Although their businesses also may have contributed to that, but apparently the primary cause was that a hedge fund saw enough value in the land to eliminate the restaurants on top.
Assets tend to move to the highest value uses.
Went to one around 2004 and wow.....how the quality had deteriorated.
If Red Lobster were losing money on “all you can eat shrimp” they would have probably stopped doing that pretty quickly.
I’m sure the 400% markup didn’t help.
“RED LOBSTER’S COLLAPSE: WAS IT ALL-YOU-CAN-EAT SHRIMP, OR PRIVATE EQUITY?”
NEITHER - it was the $15+ Minimum Wage in much of the country, plus what has become an EXPECTATION of tipping 20%.
Many here, me included, have had enough and, at a minimum, go to the few restaurants where the police aren’t called if you don’t tip (mainly fast-food).
In this case, what is done cannot be undone.
The loyal customers have been forced to move on and erase
Red-Lobster-ing from their thoughts.
Same thing happened to
Sizzler. Even if they reopen in certain areas, it will require a re introduction, a reinvention of sorts.
Perhaps a new logo and color scheme to really turn heads.
No Robot Only places, please. People need local jobs.
Never offer all you can eat anything in the USA unless you wanna go broke !
very large pocketbooks
Crappy food, expensive menu, poor service and nobody fixed it is why it failed.......
If Red Lobster were a viable franchise, then the stores would relocate to lower cost land and their clientele would follow them to the new location.
I’ve seen Outback Steakhouse do this in my city. Left high priced land and moved to a cheaper area.
The fact that they’re simply closing the stores tells me that they weren’t making much money at the current location.
SO THAT’S why Red Lobster is closing down.
Now lets talk about Denny’s, Cracker-barrel, Hooters, Outback, Hardee’s, TGI Fridays, Applebee’s...
Hmmmmmmm..... Seems like there might be something going on here!
Last time I ate there the food was below Captain D’s quality.
Down with capitalism!
Private Equity and preferred supplier deals rolled them .

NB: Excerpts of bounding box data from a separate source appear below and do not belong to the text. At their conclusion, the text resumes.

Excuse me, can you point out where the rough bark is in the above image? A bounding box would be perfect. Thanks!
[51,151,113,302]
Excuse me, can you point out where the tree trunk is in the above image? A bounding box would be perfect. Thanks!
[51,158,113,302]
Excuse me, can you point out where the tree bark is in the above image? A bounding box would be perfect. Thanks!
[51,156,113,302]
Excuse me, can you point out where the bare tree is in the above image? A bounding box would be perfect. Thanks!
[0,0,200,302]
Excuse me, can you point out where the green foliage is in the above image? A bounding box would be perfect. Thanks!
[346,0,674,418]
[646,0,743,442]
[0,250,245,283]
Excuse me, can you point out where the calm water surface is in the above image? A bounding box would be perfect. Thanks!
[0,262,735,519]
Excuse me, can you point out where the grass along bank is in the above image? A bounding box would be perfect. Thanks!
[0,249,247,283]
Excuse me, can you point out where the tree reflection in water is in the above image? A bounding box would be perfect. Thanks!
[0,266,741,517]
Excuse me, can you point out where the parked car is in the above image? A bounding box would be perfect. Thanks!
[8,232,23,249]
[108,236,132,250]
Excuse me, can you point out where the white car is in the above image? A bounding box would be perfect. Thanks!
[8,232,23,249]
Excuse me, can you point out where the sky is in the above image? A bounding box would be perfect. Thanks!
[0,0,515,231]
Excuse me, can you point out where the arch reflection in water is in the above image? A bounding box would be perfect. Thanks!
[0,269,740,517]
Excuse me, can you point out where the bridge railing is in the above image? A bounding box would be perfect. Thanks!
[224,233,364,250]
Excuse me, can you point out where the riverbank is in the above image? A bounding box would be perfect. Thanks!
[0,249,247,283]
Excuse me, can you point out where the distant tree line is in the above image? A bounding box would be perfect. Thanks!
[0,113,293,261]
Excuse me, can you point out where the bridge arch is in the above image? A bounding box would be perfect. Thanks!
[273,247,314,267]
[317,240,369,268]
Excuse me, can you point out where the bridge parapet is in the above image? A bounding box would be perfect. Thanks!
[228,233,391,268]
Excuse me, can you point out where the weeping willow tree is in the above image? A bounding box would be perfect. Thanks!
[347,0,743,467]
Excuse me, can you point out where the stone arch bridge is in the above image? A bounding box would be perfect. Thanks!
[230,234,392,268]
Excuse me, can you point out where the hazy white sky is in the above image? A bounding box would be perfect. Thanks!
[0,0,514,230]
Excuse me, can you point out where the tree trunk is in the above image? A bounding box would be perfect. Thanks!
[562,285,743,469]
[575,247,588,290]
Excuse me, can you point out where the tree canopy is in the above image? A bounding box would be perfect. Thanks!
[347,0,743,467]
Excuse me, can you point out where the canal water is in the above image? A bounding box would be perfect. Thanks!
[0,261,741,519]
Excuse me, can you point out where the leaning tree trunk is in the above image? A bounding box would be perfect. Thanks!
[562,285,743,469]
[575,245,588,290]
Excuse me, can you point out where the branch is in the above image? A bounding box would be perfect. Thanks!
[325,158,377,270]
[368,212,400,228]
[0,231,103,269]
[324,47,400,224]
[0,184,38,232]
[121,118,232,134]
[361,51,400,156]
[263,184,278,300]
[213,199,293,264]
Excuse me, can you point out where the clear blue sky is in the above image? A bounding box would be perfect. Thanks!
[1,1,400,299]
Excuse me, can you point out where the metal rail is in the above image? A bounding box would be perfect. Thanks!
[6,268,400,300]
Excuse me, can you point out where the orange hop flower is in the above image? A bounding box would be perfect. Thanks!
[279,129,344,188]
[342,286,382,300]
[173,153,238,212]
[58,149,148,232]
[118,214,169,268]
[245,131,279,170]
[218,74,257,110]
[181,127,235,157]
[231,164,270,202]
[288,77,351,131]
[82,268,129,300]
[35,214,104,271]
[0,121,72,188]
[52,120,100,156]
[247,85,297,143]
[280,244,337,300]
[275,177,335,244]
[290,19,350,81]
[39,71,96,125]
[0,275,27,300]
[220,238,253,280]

It’s because the dishwasher got a raise from $15/hr to $20/hr. So they had to close. /sarc
Probably some sort of sale leaseback took place, but we’re the restaurants all owned and operated by the company, or were there also franchise operations?
If corporately run, then the sale-leaseback makes sense. Not so much if there franchises as that would require much more effort and dollars.
Red Lobster also hasn’t done much to keep with the times. Basically the same menu for the past 20-30 years.
[Bascially, the land under the Red Lobster restaurants became valuable enough to buy the chain and charge the restaurants enough in rent to basically bankrupt them and then sell the land to developers.
Although their businesses also may have contributed to that, but apparently the primary cause was that a hedge fund saw enough value in the land to eliminate the restaurants on top.]
Wouldn’t have happened if they’d borrowed a crapton of money for stock buybacks!
Live by the scrimps, die by the scrimps.
So it wasn’t Big Shrimp after all?
I’m a little skeptical (the Shrimp King would have made a great supervillain), but something similar is happening with Sears/K-Mart and happened before that with Woolworths.